Het was een uitdagende uitnodiging om als rooms-katholiek theoloog en pastor te reageren op ‘het tekort van de Reformatie?’. Dat vraagteken stond er niet voor niets. Het ging om een serie colleges aan de Theologische Universiteit Kampen waarin die vraag open en nieuwsgierig centraal stond. In mijn bijdrage zouden dan de sacramenten en het belang ervan centraal moeten staan.
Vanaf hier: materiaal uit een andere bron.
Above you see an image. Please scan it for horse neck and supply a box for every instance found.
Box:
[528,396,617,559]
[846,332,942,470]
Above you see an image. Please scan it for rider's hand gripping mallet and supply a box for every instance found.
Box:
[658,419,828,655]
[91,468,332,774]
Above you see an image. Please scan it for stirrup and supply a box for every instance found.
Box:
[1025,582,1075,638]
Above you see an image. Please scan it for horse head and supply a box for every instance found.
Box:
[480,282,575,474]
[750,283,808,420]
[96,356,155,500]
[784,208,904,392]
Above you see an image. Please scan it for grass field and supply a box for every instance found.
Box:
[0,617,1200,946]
Als ik de tekst van mijn korte (video) college nu teruglees, waarin ik aandacht besteed aan de centrale categorieën van de sacramenten theologie zoals gelaagdheid en transparantie en de klassieke definitie – ‘zichtbaar teken van onzichtbare genade’- ‘uitpak’, vallen mij drie punten op die te maken hebben met wat ik ‘oecumenische communicatie’ zou willen noemen. Punten die ik - bewust of onbewust - gehanteerd heb in een betoog dat niet alleen informeren wil, maar ook overtuigen.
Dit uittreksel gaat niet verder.